Something upholds the sisters of her order who worship at my parish church in the Parkdale area of Toronto today. And it is not a delusion.)
2. Is being close to God the same thing as feeling close to God?
(No. Feelings are about emotions, a natural part of our makeup, but not, in isolation, the whole story about us.)
3. Why might a person who really IS close to God not feel that way?
(Depression, privation, persecution, terrible pain, betrayal - all things that Jesus suffered, until his fourth word from the cross was My God, my God, why have you forsaken me - a quotation from the opening of Psalm 22.)
4. How can you know if you are close to God even if you do not feel that way? (Are you walking the walk? Compassion rather than self-involvement is a useful clue.)
5. Are there instances in the Bible, for example, where people who are in fact doing God's will are living in utter despair? (Hint: See the Book of Job. That is its principal theme. Yet it was Job who was vindicated in the end, not the people who had easy answers.)
6. How can we understand the difference between emotional satisfaction from religious experiences and spiritual growth? (The closer we come to God, the less concern we have for our own satisfaction and the greater concern and compassion we have for others. Closeness to God always results in a reduction in selfishness.)
7. How does this relate to The Spiritual Brain? (We discuss in some detail the teachings of the greater mystics of the Western Christian tradition, and those who studied them. They cautioned against seeing the spiritual life as an easy path of emotional satisfaction. )
If Jesus, who was sinless (according to the Christian tradition, which I accept), learned obedience by the things that he suffered (Hebrews 5:8), I can be fairly sure that I am getting closer to God when I am learning something I don't want to learn than when I am finding life easy. And there will be times when I despair of him as well as myself. The main thing is to keep going, submit to the hardship, run the course, finish the race, as St. Paul says in many places. If that is not a message that I can accept, then my spiritual growth will be deferred until I can accept it.

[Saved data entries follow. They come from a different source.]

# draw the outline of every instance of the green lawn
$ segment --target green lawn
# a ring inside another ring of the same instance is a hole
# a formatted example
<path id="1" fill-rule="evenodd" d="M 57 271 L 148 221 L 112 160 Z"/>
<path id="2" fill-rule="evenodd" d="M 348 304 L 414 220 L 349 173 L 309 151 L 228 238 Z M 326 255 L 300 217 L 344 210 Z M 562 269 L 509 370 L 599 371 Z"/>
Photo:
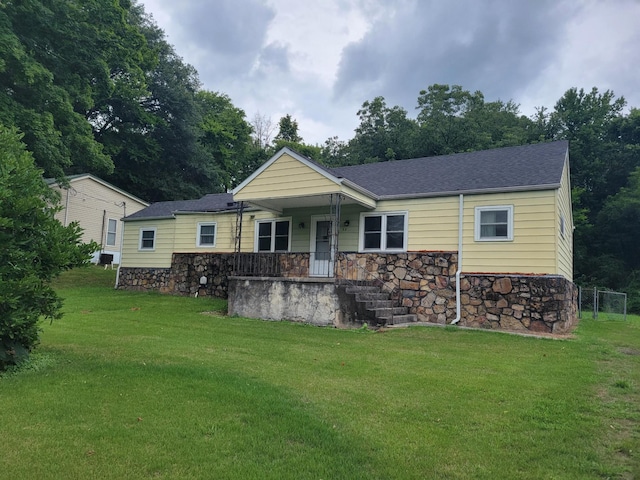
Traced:
<path id="1" fill-rule="evenodd" d="M 640 478 L 640 317 L 337 330 L 114 275 L 65 274 L 65 317 L 0 377 L 3 478 Z"/>

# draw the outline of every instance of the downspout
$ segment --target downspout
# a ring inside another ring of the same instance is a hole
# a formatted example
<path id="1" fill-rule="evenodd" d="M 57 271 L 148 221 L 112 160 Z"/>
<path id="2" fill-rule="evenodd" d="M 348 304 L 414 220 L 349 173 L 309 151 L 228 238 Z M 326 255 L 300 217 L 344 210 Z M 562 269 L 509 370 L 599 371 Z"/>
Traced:
<path id="1" fill-rule="evenodd" d="M 460 194 L 460 206 L 458 212 L 458 270 L 456 270 L 456 318 L 451 325 L 457 324 L 462 318 L 462 305 L 460 304 L 460 273 L 462 272 L 462 216 L 464 214 L 464 195 Z"/>
<path id="2" fill-rule="evenodd" d="M 123 210 L 123 217 L 125 218 L 127 216 L 127 202 L 122 202 L 122 210 Z M 116 284 L 114 285 L 113 288 L 118 288 L 118 281 L 120 280 L 120 267 L 122 266 L 122 253 L 123 253 L 123 245 L 124 245 L 124 226 L 126 225 L 126 222 L 120 220 L 120 222 L 122 223 L 122 231 L 120 232 L 120 261 L 118 262 L 118 270 L 116 271 Z"/>
<path id="3" fill-rule="evenodd" d="M 71 189 L 71 187 L 67 188 L 67 198 L 64 202 L 64 226 L 66 227 L 68 224 L 67 222 L 69 221 L 69 190 Z"/>

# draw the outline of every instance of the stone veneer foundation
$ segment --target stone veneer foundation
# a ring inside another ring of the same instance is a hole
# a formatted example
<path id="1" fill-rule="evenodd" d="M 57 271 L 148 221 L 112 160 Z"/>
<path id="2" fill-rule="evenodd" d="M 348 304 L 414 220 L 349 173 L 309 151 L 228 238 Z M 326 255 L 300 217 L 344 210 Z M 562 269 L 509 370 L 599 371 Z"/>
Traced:
<path id="1" fill-rule="evenodd" d="M 226 298 L 233 254 L 173 255 L 170 269 L 122 268 L 120 288 Z M 284 277 L 305 277 L 308 254 L 278 254 Z M 341 253 L 336 278 L 372 280 L 417 315 L 450 324 L 456 318 L 457 252 Z M 199 279 L 207 277 L 202 287 Z M 577 323 L 577 288 L 561 276 L 463 273 L 458 325 L 532 333 L 566 333 Z"/>

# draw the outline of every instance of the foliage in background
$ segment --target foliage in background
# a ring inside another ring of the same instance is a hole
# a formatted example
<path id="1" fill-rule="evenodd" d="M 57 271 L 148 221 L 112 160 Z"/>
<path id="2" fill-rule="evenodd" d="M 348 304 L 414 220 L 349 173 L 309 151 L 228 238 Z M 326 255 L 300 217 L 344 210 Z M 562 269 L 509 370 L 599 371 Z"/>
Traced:
<path id="1" fill-rule="evenodd" d="M 0 370 L 24 360 L 40 317 L 61 316 L 50 282 L 85 263 L 98 246 L 81 244 L 77 224 L 54 218 L 58 198 L 13 128 L 0 124 Z"/>
<path id="2" fill-rule="evenodd" d="M 249 124 L 224 93 L 202 90 L 141 3 L 28 0 L 0 2 L 0 92 L 0 122 L 19 128 L 45 175 L 93 173 L 148 201 L 229 191 L 284 146 L 331 167 L 567 139 L 575 278 L 640 296 L 620 247 L 634 207 L 614 212 L 615 230 L 604 220 L 631 198 L 621 189 L 640 167 L 640 111 L 609 90 L 571 88 L 528 118 L 512 100 L 433 84 L 415 115 L 377 96 L 353 138 L 310 145 L 290 114 L 272 138 L 270 118 Z"/>

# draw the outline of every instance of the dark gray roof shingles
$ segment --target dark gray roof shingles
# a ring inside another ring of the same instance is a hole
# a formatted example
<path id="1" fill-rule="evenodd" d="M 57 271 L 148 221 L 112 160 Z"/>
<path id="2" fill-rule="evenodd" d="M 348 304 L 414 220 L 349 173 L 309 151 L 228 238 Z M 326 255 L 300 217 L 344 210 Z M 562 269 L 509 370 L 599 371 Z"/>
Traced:
<path id="1" fill-rule="evenodd" d="M 559 185 L 565 140 L 328 169 L 380 197 Z"/>
<path id="2" fill-rule="evenodd" d="M 230 193 L 211 193 L 198 200 L 176 200 L 156 202 L 147 208 L 126 217 L 127 220 L 170 217 L 175 212 L 223 212 L 235 210 L 236 204 Z"/>
<path id="3" fill-rule="evenodd" d="M 309 161 L 382 198 L 436 196 L 559 186 L 567 149 L 568 142 L 561 140 L 339 168 Z M 153 203 L 126 218 L 161 218 L 170 217 L 174 212 L 223 212 L 235 208 L 230 193 L 218 193 L 198 200 Z"/>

8. The atheists who carry on about how Mother Teresa didn't "really" believe if she didn't feel good about it reveal the utter emptiness of their own view of the human being. She chose to feel forsaken with the forsaken. It was the only way to be utterly poor, while making many rich.
Note: St. John of the Cross, one of the greatest mystics of all time (who suffered much for the love of Jesus and for all who came his way) said, "That which properly and generally comes from God is a purely spiritual communication." John discouraged an emphasis on emotional excitements, for good reason.